Neste ano vimos Unidades de Triagem alagadas pelas chuvas, sem condições de trabalho, e sem nenhuma ação da prefeitura para troca de telhas, conserto de equipamentos, bombeamento de terrenos alagados. No entanto, essas UTs foram cobradas e descontadas por não estarem realizando o seu “serviço”. Os caminhões da coleta seletiva continuavam trazendo os resíduos – ninguém na cidade deixou de consumir e produzir material (a maioria, nem sabe onde estão e o que fazem as UT). E nem sabe quem são as pessoas que estão trabalhando nesses locais.
O que também me levou à essa empreitada: saber que a maioria nas associações e cooperativas são mulheres, mães, negras, que trabalham nessa atividade para sustentar suas famílias, criar seus filhos e realizar os seus sonhos também, de forma digna e honesta. E que merecem ter tudo isso, que a própria gestão da cidade não está oferecendo (embora queira o seu trabalho). Por isso, quero contribuir, no que for possível, com quantas pessoas puder, para que possamos superar essas contradições”.
Maria Mercedes Bendati – Bióloga, servidora municipal aposentada, que atuou nas Secretarias de Educação, Saúde e no DMAE por mais de 30 anos. É membro do Comitê de Ética em Pesquisa da SMS de Porto Alegre e da Comissão Nacional de Ética em Pesquisa. Integrante dos grupos Educação, Resíduos e Sustentável do POA Inquieta.
Aproximação da realidade motiva a transformação
“Estou no POA Inqueta desde 2018, mas somente este ano (2023) que comecei a participar ativamente nas ações do coletivo. Conheci muitas pessoas e muitos projetos, onde pude participar e aprender muito.
Estar envolvida com a campanha das UTs, junto a um grupo incrível de mulheres, me permitiu conhecer essa realidade e a repensar estratégias de melhorias. Perceber o impacto que o descarte dos resíduos tem no meio ambiente e na vida das pessoas me fez refletir sobre questões sociais, econômicas e ambientais.
Infelizmente, as UTs operam em condições precárias. Os trabalhadores tem uma longa jornada de trabalho, salários baixos, falta de equipamentos de proteção e condições de trabalho insalubres.
Portanto, conhecer a realidade das unidades de triagem me permitiu compreender melhor a complexidade desse problema e me motivou a agir de forma mais responsável e consciente em relação ao meio ambiente e às pessoas que dependem desse trabalho tão importante”.

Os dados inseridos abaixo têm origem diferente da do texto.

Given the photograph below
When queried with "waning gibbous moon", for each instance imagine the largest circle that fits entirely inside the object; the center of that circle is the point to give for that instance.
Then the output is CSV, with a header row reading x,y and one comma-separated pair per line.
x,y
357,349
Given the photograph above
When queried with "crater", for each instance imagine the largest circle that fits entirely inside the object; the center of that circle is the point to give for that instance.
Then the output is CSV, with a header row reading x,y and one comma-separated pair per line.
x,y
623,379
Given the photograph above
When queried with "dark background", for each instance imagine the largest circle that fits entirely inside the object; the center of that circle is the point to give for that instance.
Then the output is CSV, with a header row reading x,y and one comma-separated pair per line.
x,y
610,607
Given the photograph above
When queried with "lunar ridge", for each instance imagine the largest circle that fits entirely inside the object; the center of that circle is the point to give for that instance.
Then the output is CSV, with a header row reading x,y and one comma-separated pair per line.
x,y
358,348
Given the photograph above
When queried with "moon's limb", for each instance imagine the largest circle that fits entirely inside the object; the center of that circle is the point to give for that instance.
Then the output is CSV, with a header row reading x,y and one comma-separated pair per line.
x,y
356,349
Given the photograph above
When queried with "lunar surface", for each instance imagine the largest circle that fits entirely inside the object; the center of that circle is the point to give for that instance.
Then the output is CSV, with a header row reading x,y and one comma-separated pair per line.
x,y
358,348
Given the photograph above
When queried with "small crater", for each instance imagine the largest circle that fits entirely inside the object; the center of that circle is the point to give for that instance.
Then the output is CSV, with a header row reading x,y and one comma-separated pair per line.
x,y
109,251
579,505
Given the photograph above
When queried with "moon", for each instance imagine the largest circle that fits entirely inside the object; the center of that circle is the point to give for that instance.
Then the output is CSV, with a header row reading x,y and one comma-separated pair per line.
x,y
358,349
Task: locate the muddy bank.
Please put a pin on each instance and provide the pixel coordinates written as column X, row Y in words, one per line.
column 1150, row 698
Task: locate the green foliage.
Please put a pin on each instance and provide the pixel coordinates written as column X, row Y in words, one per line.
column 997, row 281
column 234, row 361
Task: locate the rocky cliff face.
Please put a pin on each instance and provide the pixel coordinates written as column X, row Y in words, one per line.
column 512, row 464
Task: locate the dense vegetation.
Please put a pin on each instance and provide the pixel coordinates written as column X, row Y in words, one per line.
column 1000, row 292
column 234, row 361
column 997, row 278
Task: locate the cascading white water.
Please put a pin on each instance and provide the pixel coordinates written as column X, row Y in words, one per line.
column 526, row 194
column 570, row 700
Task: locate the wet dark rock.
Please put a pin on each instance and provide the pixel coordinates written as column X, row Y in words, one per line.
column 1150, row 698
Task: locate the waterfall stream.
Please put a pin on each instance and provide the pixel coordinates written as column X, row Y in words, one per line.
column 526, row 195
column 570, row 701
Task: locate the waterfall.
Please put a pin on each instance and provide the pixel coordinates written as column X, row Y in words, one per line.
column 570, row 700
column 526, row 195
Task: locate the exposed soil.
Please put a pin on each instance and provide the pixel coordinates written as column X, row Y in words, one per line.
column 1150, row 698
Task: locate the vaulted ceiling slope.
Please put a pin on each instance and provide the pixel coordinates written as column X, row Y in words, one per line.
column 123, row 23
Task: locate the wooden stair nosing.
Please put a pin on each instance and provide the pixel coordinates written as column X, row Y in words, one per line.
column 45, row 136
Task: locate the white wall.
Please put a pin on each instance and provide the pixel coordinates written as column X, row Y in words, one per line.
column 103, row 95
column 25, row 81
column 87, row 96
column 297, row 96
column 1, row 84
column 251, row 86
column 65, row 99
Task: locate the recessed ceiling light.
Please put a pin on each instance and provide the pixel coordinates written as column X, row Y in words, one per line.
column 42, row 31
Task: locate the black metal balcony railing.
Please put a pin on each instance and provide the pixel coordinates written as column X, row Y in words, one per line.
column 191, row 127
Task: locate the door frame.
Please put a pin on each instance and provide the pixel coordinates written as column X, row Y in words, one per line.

Cristina Petry – Contadora, Consultora e Mentora de Negócios, articuladora do POA Inquieta
“Eu já trabalho assessorando as UTs de Poa por meio do programa Prolata Reciclagem que a Apoena coordena na cidade. A situação das UTs é bastante preocupante porque são de infraestrutura básica, e por falta de manutenção dessas edificações. Estamos por outro lado tentando apoiar o encaminhamento das licenças ambientais e gestão administrativa, além de buscar mais parceiros que possam somar a mudar essa realidade das UTs”.
Joice Pinho Maciel – Doutora em Engenharia Civil/ Sócia-fundadora da Apoena Socioambiental e membro do POA Inquieta/Resíduos.